If you follow the read the post above, you can see how we can now edit the firebase.json
redirect a URL(s) to point to a firebase function which will can build the page from markdown stored in firebase and serve that to the client.
The thing is, this happens on every GET
request for each page. Which is dumb (for a largely static page like a typical blog). We want static pages that are instantly available without needing to wait for functions to generate anything (even though that happens really fast). We can mitigate that by setting the Cache-Control
header to an arbitrarily large number with the response
object as in
res.set('Cache-Control', 'public, max-age=600, s-maxage=31536000');
Which will tell the browser to cache the result for 10 minutes, but the CDN to cache it for a year. This almost solves the problem of wanting pre-rendered, instantly available pages for all but the first hit, which will incur the render cost. Plus, the CDN can evict your cached content if it determines that there is not enough traffic to warrant storing it.
Getting closer.
But we aren't quite where we need to be. Say you publish your post and a few days later, notice a typo? Well, I think you are pretty much hosed. Your cached content will continue to be served for the rest of the year unless you do something like:
Change the URL of the Post - This is probably a bad idea, as it will tank any SEO and break links to the page that are already in the wild.

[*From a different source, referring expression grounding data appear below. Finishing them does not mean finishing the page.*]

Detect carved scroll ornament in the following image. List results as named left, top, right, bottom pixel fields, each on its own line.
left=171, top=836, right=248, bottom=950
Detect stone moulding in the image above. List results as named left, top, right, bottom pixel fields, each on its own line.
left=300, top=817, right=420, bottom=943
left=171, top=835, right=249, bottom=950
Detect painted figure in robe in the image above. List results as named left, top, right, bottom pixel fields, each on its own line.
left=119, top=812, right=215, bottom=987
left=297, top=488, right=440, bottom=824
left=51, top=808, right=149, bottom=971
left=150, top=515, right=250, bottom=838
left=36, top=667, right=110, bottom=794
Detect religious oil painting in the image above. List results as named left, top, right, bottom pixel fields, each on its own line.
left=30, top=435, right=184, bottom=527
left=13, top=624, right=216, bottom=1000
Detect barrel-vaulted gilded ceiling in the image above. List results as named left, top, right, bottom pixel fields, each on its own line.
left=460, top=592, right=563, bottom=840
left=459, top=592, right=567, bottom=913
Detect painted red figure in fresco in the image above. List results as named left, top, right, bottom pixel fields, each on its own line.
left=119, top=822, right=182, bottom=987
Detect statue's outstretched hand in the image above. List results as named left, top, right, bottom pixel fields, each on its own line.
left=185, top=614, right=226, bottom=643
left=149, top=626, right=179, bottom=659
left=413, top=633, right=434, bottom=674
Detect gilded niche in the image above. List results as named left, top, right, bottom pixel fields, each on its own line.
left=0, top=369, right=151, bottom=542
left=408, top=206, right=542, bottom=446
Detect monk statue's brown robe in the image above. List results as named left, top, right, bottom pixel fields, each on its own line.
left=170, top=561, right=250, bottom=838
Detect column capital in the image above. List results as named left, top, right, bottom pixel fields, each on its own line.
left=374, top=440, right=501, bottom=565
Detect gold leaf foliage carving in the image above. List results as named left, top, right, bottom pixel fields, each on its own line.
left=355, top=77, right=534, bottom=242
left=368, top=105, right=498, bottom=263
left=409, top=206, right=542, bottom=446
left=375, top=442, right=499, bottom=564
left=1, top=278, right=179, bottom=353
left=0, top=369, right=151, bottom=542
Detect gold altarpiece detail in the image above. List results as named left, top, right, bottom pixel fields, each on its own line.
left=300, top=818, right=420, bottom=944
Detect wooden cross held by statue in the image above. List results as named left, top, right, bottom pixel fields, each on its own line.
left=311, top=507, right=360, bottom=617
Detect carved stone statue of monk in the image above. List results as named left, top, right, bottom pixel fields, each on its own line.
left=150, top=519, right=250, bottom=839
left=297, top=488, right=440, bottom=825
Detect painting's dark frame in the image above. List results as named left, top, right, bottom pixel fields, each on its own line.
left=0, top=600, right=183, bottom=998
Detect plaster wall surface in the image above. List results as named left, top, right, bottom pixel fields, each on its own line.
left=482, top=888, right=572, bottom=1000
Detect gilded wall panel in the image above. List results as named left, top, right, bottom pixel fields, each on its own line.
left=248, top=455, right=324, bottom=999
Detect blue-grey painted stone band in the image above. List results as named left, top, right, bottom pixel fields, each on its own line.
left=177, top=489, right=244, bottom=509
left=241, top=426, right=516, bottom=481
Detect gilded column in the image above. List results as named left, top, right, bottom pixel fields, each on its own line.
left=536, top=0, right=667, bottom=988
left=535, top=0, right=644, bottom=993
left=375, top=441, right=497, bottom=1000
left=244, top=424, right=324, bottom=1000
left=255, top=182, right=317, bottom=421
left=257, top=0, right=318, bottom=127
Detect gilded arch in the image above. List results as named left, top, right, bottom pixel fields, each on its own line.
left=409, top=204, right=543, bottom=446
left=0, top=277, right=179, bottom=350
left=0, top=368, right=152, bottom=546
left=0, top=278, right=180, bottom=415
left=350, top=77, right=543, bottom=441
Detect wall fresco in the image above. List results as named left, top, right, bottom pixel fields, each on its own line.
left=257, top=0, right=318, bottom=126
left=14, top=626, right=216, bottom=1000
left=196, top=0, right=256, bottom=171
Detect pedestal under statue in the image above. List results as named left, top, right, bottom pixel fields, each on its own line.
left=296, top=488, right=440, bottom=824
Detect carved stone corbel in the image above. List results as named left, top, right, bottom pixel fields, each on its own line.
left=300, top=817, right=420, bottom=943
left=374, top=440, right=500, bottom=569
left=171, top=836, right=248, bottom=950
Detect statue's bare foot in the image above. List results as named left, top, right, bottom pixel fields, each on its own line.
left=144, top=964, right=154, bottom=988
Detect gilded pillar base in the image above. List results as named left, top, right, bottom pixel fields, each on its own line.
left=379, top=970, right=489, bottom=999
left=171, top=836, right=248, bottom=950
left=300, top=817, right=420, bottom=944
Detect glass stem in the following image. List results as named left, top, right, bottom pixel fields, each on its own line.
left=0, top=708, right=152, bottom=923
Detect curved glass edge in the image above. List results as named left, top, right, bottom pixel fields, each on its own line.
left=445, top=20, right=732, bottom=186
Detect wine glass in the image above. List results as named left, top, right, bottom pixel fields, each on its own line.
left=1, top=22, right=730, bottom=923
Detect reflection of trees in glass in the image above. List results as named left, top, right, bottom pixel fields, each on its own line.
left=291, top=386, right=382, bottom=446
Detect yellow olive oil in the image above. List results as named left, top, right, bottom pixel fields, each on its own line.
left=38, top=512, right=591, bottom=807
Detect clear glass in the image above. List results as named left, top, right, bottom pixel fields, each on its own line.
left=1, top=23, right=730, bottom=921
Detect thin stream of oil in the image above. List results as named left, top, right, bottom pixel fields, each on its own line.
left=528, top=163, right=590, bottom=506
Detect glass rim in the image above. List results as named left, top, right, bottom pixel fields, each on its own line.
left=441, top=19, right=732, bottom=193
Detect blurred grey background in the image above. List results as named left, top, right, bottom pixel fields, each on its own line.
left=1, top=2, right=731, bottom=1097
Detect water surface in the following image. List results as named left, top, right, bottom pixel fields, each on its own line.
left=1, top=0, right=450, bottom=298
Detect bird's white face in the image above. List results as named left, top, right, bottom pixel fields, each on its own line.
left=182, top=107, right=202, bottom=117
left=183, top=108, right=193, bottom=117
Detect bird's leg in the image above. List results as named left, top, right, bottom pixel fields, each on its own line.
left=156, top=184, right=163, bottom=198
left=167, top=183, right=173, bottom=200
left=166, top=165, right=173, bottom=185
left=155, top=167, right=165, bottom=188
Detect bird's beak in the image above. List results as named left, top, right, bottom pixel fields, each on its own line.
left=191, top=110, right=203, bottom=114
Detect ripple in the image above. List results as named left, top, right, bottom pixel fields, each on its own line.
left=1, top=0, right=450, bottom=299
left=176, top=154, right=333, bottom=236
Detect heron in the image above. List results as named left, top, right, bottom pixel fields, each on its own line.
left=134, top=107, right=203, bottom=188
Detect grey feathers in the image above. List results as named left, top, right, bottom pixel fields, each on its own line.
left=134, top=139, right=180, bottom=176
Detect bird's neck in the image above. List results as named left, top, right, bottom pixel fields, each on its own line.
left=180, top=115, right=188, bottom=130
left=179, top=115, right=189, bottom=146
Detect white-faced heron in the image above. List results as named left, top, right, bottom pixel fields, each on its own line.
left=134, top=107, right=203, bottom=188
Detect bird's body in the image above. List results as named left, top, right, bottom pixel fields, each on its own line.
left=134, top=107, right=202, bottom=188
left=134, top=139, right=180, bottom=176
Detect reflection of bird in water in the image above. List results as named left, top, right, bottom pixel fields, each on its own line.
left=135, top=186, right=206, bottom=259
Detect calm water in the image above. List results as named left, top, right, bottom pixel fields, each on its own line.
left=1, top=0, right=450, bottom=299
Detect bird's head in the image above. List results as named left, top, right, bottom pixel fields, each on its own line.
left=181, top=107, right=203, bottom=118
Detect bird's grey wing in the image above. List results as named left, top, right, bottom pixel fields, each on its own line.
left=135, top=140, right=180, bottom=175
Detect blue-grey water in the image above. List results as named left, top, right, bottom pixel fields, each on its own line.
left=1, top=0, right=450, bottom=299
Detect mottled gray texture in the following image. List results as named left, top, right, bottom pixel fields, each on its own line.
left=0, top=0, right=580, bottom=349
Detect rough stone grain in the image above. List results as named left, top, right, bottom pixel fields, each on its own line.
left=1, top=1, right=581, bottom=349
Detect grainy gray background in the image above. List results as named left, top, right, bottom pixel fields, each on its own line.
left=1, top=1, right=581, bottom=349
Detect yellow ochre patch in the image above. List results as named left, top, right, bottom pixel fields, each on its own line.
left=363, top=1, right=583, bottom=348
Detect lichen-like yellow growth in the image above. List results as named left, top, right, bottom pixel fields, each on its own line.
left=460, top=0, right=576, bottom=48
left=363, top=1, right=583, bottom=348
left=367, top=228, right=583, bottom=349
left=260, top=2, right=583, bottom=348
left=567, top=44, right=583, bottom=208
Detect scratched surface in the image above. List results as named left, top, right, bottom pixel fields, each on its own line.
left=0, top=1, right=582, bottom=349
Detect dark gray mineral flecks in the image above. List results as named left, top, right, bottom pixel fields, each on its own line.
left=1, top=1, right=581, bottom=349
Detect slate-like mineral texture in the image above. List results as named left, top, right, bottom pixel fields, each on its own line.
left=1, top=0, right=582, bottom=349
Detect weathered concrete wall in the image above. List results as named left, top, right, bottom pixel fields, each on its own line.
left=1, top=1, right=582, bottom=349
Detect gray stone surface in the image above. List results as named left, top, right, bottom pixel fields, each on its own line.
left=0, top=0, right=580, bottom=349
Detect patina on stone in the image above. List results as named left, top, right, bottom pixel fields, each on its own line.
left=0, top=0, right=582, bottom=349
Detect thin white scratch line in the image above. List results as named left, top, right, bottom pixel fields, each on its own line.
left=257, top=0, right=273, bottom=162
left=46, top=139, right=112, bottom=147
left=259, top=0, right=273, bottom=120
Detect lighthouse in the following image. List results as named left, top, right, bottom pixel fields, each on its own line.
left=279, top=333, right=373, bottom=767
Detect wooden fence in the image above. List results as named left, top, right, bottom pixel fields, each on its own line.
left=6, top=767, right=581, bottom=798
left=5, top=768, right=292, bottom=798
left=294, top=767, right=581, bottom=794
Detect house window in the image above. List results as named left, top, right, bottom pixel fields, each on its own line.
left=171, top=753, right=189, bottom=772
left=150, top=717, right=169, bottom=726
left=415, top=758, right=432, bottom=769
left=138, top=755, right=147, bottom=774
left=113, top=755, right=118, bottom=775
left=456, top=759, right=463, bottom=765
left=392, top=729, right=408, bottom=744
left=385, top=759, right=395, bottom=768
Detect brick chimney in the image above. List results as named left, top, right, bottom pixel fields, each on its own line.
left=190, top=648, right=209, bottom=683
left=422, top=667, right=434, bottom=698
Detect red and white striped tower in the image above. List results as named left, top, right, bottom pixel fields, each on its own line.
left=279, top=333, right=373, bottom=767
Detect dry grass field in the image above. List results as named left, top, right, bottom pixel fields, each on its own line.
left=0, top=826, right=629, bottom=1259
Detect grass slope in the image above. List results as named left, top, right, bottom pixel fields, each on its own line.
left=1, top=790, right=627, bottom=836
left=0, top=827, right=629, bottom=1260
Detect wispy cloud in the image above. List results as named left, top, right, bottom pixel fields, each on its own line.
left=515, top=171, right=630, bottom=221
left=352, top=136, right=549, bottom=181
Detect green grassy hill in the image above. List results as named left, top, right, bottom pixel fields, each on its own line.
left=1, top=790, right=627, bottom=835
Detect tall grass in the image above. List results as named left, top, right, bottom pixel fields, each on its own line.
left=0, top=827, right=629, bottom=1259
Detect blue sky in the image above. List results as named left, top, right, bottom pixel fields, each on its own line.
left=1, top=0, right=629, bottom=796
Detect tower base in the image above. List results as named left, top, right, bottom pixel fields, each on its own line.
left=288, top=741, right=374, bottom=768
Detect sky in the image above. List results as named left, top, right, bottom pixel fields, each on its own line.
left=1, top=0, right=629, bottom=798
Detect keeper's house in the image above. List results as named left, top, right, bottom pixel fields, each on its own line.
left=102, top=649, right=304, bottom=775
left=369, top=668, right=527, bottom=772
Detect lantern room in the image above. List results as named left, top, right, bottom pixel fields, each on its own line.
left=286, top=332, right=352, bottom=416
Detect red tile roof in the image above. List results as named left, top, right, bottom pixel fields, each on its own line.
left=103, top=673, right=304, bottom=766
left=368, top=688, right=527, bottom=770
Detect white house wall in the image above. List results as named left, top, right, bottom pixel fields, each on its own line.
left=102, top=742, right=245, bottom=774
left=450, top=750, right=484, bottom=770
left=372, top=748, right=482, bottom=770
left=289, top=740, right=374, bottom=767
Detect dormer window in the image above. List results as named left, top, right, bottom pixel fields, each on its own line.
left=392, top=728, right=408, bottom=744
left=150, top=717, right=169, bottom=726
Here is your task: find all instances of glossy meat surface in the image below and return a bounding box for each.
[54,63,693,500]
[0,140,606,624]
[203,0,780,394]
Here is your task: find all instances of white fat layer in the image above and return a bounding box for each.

There may be a way to force the CDN to update, perhaps by augmenting your 'publish blog post' process to included a javascript GET
request with something odd in the request header, or maybe there is a way to do it with a firebase function any time the post gets updated. This is where I get stuck.
Firebase uses Google's Cloud Platform CDN which includes a mechanism for Cache invalidation, but I don't know that this is readily available from functions -- and even if it does, it still doesn't solve getting evicted from the cache.
Personally, I will probably use the setup I described with a CDN cache age limit of intermediate length. This beats my current approach of sending markdown to the client and rendering locally using (the excellent) showdown.js, which is still really fast, but does require client side javascript and a few cpu cycles.
Hopefully someone will have a solve for this (or someone at firebase can slip pushing to hosting from functions into the next release :) ). I'll update my answer if I get it nailed down.